Mississippi regulators have issued medical cannabis licenses to medical practitioners, patients, dispensaries, cultivators, processors, laboratories, disposal companies, and workers in the two years since voters approved the reforms; but patients still don’t have access to products, the Clarion Ledger reports. Kris Jones Adcock, director of the Medical Cannabis Program, though, said patients should have access to products by the beginning of 2023.
As of Thursday, officials have permitted 406 patients, 117 practitioners, 138 dispensaries, 47 cultivators, eight processors, three disposal companies, two testing labs, and issued 491 work permits to businesses. The provisional licenses are valid for 120 days and allow the Mississippi State Department of Health to monitor the companies before issuing a long-term license.
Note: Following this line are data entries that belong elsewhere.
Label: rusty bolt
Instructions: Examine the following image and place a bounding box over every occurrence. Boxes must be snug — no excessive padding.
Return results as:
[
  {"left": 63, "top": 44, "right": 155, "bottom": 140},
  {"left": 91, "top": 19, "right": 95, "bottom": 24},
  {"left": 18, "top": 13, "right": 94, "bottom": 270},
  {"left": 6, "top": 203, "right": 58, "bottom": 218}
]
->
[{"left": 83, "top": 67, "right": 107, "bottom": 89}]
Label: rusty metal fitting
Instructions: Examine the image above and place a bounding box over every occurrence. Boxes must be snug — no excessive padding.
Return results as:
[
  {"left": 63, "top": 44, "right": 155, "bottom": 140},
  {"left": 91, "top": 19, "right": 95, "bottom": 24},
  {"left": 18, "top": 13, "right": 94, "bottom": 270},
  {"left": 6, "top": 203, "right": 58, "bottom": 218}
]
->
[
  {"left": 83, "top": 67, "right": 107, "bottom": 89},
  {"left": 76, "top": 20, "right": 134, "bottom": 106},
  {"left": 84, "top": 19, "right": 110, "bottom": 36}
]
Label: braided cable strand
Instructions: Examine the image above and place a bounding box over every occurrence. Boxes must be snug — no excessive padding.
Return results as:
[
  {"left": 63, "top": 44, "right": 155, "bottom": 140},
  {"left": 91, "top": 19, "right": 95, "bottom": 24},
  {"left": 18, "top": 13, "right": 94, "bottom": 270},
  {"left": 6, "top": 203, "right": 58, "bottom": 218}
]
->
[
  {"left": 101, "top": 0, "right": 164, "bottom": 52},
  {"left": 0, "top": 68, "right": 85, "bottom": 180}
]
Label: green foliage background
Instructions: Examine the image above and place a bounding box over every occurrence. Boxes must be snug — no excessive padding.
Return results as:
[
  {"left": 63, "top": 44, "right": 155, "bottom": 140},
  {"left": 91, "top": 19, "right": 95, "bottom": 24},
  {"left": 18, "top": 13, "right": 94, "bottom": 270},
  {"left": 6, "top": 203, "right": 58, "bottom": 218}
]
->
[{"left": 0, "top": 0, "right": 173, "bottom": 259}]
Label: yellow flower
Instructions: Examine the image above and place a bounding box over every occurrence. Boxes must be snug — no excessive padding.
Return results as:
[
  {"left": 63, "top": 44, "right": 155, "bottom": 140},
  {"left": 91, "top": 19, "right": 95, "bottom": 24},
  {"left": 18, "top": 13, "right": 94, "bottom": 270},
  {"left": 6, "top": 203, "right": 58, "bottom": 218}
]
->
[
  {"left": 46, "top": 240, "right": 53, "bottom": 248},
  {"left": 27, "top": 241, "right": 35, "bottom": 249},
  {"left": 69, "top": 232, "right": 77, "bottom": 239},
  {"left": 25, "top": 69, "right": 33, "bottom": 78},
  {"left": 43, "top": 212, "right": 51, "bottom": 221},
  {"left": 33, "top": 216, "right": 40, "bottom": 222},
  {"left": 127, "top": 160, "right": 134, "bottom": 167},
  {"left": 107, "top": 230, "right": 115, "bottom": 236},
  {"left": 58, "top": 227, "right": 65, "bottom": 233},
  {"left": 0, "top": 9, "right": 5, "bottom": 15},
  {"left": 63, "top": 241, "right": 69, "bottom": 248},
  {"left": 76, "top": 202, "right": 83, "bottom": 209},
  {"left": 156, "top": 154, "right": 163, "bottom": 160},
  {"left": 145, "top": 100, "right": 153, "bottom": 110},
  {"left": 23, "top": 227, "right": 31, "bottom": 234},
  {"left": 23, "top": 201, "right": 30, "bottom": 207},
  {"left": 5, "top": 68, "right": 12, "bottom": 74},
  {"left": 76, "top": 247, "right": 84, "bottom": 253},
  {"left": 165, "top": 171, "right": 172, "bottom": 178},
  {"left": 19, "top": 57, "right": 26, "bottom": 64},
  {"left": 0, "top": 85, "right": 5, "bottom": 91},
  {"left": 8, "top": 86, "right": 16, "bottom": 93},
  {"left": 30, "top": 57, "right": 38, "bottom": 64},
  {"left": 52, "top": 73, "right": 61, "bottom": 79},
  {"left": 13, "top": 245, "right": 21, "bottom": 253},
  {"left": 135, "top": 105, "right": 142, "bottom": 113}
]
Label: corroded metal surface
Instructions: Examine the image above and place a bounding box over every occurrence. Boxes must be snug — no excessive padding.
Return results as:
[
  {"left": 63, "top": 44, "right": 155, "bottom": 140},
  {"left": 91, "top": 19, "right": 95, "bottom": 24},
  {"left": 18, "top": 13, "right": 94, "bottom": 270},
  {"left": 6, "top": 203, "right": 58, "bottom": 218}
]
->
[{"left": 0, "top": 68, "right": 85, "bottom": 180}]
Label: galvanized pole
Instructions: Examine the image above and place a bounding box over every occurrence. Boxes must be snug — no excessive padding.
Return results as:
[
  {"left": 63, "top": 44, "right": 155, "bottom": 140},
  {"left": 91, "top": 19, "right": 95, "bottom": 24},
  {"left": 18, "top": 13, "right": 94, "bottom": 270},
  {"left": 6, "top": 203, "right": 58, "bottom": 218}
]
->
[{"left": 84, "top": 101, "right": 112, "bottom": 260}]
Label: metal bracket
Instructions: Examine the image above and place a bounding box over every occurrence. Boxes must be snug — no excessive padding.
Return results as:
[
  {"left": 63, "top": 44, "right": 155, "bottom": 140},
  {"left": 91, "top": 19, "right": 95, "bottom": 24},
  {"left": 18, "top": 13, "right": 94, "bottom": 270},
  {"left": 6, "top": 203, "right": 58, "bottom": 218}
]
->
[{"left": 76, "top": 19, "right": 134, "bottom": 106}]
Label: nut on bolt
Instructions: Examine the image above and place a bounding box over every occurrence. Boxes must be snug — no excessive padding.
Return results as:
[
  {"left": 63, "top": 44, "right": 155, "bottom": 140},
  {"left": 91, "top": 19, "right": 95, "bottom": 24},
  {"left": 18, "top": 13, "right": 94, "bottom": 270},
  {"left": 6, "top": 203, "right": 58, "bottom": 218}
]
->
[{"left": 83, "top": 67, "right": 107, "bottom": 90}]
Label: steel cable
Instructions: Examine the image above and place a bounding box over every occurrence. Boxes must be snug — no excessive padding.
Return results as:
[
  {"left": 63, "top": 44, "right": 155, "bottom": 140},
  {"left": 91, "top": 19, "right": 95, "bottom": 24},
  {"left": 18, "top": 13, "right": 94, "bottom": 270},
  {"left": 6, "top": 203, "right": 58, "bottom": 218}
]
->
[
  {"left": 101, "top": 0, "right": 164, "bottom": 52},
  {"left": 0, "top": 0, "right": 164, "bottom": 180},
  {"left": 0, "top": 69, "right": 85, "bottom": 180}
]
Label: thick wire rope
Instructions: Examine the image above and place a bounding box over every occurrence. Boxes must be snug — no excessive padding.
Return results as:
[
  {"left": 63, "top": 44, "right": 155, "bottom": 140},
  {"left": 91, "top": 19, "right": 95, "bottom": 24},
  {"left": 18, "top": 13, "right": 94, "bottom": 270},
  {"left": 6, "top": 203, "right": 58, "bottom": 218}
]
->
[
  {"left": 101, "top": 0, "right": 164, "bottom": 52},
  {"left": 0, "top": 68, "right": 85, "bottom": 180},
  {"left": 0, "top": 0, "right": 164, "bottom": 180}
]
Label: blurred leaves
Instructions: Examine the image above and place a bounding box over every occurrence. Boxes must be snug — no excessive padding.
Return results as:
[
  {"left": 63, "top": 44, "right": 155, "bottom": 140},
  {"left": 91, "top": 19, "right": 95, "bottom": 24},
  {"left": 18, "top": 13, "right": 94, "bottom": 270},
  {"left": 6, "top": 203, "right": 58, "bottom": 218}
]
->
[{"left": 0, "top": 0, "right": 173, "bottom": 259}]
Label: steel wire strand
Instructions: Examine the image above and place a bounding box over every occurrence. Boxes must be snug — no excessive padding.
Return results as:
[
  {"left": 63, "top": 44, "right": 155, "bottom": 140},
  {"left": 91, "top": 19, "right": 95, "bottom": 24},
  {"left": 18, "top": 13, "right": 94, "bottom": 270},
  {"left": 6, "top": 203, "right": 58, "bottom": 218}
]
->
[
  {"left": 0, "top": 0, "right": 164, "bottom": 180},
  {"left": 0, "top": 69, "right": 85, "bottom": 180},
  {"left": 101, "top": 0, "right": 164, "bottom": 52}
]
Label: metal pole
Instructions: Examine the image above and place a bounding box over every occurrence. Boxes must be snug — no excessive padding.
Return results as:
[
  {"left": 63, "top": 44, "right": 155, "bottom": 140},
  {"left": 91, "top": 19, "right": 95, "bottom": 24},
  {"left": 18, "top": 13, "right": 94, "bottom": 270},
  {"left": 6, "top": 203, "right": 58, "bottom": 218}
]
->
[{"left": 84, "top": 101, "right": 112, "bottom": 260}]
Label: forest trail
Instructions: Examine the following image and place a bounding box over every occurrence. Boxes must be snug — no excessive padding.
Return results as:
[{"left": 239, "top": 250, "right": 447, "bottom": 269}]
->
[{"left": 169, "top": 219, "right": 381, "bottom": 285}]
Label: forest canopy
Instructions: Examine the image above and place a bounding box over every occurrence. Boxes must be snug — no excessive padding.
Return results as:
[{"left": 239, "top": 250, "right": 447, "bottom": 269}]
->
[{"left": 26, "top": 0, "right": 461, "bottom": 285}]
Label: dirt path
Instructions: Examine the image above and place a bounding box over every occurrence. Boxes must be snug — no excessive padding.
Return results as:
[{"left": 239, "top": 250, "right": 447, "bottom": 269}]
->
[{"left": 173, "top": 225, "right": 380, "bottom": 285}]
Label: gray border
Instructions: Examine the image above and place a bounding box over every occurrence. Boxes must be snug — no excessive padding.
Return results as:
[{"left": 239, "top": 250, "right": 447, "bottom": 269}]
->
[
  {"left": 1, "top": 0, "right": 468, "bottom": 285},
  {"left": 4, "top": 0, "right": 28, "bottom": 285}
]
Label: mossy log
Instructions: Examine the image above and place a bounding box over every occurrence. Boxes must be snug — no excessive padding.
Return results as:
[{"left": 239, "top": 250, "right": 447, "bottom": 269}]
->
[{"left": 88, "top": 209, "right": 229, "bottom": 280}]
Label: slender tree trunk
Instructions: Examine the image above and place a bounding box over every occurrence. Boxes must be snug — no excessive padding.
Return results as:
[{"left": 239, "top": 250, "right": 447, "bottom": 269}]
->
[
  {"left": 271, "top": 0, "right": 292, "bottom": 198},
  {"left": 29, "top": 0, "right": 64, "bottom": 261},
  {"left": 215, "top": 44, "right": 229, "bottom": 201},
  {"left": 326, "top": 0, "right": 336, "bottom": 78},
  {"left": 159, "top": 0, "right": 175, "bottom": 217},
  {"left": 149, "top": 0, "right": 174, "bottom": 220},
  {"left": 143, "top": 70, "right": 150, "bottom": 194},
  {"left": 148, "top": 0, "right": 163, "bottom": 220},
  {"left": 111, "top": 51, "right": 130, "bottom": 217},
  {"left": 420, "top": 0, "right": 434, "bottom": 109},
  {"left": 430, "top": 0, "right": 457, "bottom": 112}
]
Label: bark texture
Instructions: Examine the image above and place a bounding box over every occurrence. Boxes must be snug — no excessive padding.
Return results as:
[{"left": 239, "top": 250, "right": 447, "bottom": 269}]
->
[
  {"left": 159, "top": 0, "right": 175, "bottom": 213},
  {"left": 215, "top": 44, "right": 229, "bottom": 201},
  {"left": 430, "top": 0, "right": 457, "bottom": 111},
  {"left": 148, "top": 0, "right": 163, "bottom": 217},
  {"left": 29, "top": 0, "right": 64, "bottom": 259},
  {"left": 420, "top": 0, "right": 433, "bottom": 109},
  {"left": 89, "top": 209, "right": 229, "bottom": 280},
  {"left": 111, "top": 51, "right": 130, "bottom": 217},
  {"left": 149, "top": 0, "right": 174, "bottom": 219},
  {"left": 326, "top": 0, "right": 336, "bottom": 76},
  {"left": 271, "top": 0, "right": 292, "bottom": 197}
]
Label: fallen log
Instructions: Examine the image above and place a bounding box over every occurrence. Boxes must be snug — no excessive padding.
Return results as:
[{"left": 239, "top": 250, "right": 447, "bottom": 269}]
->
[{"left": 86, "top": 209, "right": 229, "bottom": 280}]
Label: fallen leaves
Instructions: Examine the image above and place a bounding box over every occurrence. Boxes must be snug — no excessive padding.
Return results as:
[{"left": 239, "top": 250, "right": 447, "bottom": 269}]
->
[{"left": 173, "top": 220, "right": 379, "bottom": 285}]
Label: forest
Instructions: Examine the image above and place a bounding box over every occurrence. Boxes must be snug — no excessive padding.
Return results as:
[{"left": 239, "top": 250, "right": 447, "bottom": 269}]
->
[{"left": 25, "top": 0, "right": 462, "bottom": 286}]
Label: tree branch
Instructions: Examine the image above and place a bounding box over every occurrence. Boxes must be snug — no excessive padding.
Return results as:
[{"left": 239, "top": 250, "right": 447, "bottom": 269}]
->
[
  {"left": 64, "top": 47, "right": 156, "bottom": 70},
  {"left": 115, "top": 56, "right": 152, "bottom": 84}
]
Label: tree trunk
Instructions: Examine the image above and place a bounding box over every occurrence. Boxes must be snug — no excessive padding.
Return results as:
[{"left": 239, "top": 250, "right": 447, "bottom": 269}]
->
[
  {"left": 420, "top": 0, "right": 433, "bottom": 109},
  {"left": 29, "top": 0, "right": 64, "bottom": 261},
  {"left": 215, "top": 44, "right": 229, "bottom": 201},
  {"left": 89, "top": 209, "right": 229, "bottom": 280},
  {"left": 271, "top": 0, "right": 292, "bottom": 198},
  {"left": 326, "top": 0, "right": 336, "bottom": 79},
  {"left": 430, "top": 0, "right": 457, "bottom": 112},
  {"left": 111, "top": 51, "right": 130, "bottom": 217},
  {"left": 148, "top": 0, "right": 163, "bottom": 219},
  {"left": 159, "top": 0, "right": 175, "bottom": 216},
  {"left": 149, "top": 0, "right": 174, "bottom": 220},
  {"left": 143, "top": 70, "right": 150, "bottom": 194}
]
State Health Officer Daniel Edney told the Ledger that he believes the state has “enough practitioners now to take care of the patients that are currently certified” but that officials “will be recruiting more.”
“We’re seeing increases every day in the number of practitioners that are interested in the program,” Edney told the Ledger, “and we’re seeing increases every day in the number of patients interested in the program.”
Edney added that officials are doing everything allowable under the state medical cannabis law “to keep diversion as low as possible” but that they “will not get that to zero.”
Mississippi’s medical cannabis law officially took effect on July 1. Under the program, patients will be allowed to purchase up to 3.5 grams of cannabis per day, or about three ounces per month. The law covers individuals with cancer, HIV/AIDS, sickle cell disease, terminal illness, and debilitating medical conditions that cause cachexia, chronic pain, seizures, severe or intractable nausea, or severe and persistent muscle spasms.